Speaker
Description
Numerical simulations of radiative-convective equilibrium (RCE) in high-resolution cloud-resolving models (CRMs) have pointed out the tendency of atmospheric convection to self-aggregate on periods of several weeks when the domain is large enough. Nevertheless, even though CRM simulations are able to identify some of the physical mechanisms driving convective clustering, the occurrence of organization seems to be dependent on the model setup and parameterizations. Robust results from simpler, idealized models may thus be used to help analyze and explain the sensitivities detected in CRM simulations.
Based on the work by Craig and Mack (2013), we developed a new simplified stochastic model able to predict the evolution of column relative humidity (CRH) in the tropical free troposphere, mimicking convective clustering in a state of RCE. Novelties with such an approach lie on the fact that the convective moistening term is not modeled as a smooth, deterministic function of the background humidity but accounts for stochastic variability, therefore the model lends itself to be run at high, convective "resolving" resolution. Numerical experiments were performed for different values of the key parameters, namely, subsidence timescale, moisture diffusion coefficient and a parameter determining the shape of the probability density function which governs the choice of convective locations.

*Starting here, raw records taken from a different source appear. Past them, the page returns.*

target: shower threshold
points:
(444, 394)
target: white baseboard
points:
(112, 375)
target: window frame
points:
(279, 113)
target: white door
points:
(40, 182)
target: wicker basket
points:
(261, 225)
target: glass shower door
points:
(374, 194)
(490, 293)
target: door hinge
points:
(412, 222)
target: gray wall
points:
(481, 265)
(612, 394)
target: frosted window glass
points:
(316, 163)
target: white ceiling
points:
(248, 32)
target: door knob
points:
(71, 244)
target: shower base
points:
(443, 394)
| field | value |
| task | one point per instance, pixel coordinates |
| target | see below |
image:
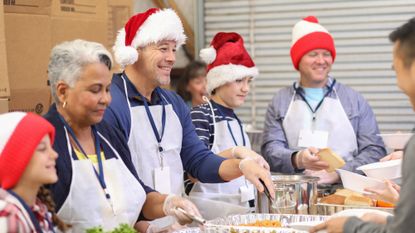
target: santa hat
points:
(144, 28)
(20, 135)
(308, 35)
(227, 60)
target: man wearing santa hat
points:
(318, 112)
(156, 122)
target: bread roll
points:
(347, 192)
(358, 201)
(331, 158)
(333, 199)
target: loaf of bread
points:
(358, 201)
(331, 158)
(346, 192)
(333, 199)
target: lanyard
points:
(153, 125)
(100, 173)
(32, 216)
(330, 89)
(230, 129)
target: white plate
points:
(383, 170)
(396, 141)
(357, 182)
(358, 213)
(304, 226)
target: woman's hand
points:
(306, 159)
(388, 194)
(333, 225)
(253, 172)
(171, 204)
(392, 156)
(241, 152)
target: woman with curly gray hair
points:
(98, 185)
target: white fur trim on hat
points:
(165, 24)
(303, 28)
(208, 55)
(7, 130)
(223, 74)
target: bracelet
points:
(233, 152)
(298, 160)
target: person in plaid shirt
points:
(27, 162)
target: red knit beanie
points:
(308, 35)
(20, 135)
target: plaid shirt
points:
(15, 219)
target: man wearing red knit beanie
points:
(317, 112)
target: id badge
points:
(316, 138)
(247, 192)
(162, 180)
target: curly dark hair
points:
(405, 35)
(193, 70)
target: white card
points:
(162, 180)
(316, 138)
(247, 192)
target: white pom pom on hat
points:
(144, 28)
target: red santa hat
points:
(308, 35)
(20, 135)
(151, 26)
(227, 60)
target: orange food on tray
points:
(381, 203)
(263, 223)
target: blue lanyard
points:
(100, 173)
(230, 129)
(153, 125)
(330, 89)
(32, 216)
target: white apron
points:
(144, 147)
(223, 199)
(86, 205)
(330, 117)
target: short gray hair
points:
(68, 59)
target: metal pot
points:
(294, 194)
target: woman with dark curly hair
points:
(192, 85)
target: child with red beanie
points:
(27, 162)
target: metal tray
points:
(329, 209)
(231, 224)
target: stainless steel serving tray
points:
(329, 209)
(231, 224)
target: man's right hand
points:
(306, 159)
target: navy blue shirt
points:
(196, 158)
(60, 189)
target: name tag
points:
(316, 138)
(247, 192)
(162, 180)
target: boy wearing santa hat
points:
(318, 112)
(156, 122)
(229, 72)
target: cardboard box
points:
(66, 8)
(4, 79)
(4, 105)
(119, 11)
(32, 100)
(32, 29)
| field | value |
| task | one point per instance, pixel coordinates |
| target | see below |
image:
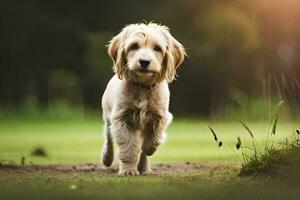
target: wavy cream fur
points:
(135, 104)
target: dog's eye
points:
(134, 46)
(157, 48)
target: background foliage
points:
(54, 51)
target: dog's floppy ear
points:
(116, 52)
(174, 57)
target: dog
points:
(136, 100)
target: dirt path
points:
(156, 168)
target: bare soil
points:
(90, 167)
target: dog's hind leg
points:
(108, 150)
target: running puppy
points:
(136, 101)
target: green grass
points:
(80, 141)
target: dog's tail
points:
(108, 150)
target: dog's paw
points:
(128, 172)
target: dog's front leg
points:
(128, 142)
(153, 136)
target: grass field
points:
(71, 142)
(80, 141)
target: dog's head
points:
(146, 53)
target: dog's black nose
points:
(144, 63)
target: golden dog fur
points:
(136, 101)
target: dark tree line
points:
(56, 49)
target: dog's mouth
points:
(144, 72)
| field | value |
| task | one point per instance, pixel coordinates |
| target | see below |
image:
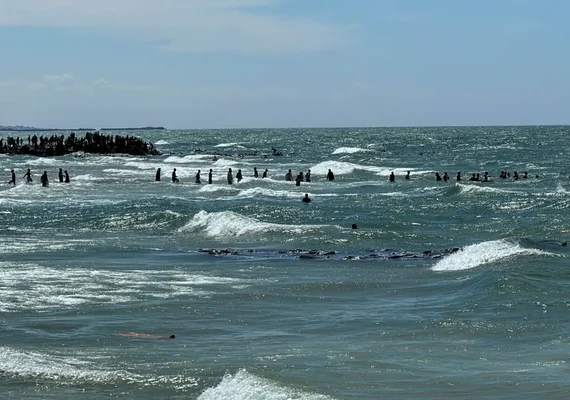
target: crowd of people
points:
(92, 142)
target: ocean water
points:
(290, 302)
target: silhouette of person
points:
(28, 176)
(13, 180)
(230, 177)
(44, 179)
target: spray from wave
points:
(231, 224)
(245, 386)
(476, 255)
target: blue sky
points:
(283, 63)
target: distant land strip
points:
(34, 129)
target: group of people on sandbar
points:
(44, 180)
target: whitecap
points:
(244, 385)
(484, 253)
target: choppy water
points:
(114, 251)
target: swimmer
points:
(143, 335)
(13, 180)
(230, 177)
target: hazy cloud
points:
(244, 26)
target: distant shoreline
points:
(32, 129)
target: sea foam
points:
(231, 224)
(476, 255)
(244, 385)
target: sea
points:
(455, 289)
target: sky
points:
(283, 63)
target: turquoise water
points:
(114, 251)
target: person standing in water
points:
(44, 179)
(13, 180)
(28, 176)
(230, 177)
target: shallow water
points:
(114, 251)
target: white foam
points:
(476, 255)
(231, 224)
(226, 144)
(66, 370)
(348, 150)
(246, 386)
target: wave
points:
(244, 385)
(348, 150)
(476, 255)
(231, 224)
(66, 370)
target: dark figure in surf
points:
(28, 176)
(44, 179)
(230, 177)
(13, 180)
(300, 178)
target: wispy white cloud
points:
(244, 26)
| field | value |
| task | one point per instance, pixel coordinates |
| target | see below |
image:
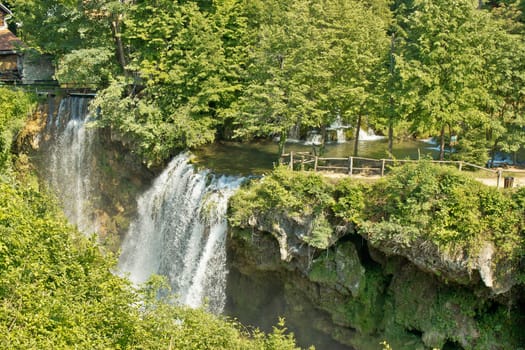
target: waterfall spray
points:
(180, 233)
(69, 161)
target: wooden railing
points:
(377, 167)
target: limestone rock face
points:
(458, 265)
(381, 287)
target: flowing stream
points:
(180, 233)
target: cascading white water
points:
(180, 233)
(339, 128)
(69, 163)
(369, 135)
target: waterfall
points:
(314, 139)
(369, 135)
(180, 233)
(68, 162)
(339, 128)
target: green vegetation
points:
(434, 216)
(178, 75)
(446, 207)
(58, 289)
(14, 108)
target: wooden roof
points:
(9, 41)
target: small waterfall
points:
(340, 134)
(369, 135)
(314, 139)
(68, 162)
(339, 129)
(180, 233)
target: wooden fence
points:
(379, 167)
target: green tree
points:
(441, 65)
(15, 108)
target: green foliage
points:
(190, 71)
(440, 204)
(349, 200)
(85, 67)
(15, 107)
(57, 290)
(283, 191)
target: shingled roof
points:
(9, 41)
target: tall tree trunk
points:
(282, 142)
(493, 153)
(357, 129)
(391, 99)
(323, 140)
(390, 136)
(442, 143)
(115, 29)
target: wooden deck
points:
(370, 167)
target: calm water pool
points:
(234, 158)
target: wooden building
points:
(10, 57)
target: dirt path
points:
(489, 181)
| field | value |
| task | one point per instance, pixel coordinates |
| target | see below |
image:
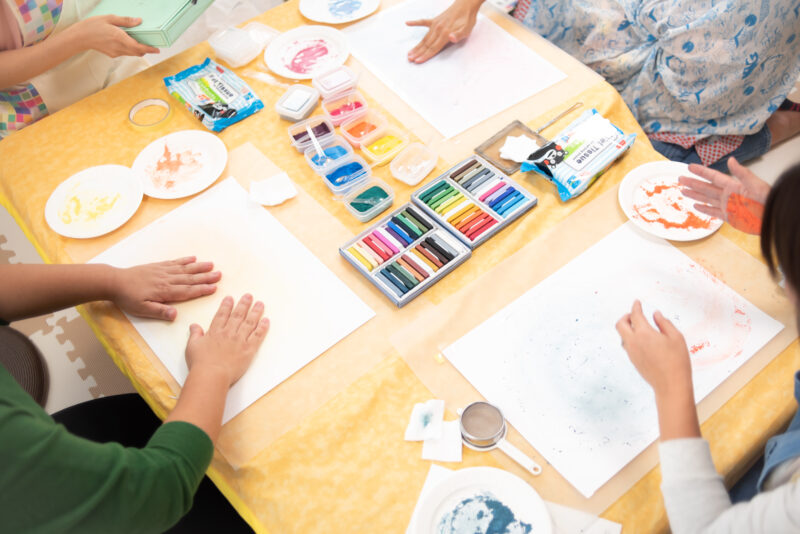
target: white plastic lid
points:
(335, 81)
(234, 46)
(297, 102)
(413, 164)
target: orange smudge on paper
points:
(744, 213)
(172, 168)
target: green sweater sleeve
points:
(53, 481)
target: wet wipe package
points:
(214, 94)
(579, 153)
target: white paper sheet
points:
(557, 368)
(565, 520)
(309, 308)
(464, 84)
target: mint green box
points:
(163, 21)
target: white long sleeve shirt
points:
(697, 501)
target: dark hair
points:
(780, 229)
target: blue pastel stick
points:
(499, 200)
(392, 284)
(397, 236)
(495, 195)
(511, 206)
(407, 238)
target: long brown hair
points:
(780, 230)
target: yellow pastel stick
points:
(428, 262)
(357, 255)
(458, 198)
(368, 254)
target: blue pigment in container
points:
(345, 173)
(333, 152)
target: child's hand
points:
(105, 34)
(660, 356)
(738, 199)
(147, 290)
(232, 340)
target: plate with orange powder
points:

Preliminary results are presented. It was hypothesized that subsidence timescale and diffusion coefficient can be combined together to give information about the radius of influence of convective events, i.e., how far convection is moistening. The main finding is that the radius of influence (properly rescaled) can actually be used to predict the transition between non-aggregated and aggregated states in the parameter space, that is, the instability of the RCE state of tropical convection. As already noticed in more complex, full physics CRMs, convective organization is sensitive to domain size and resolution, and the system exhibits hysteresis.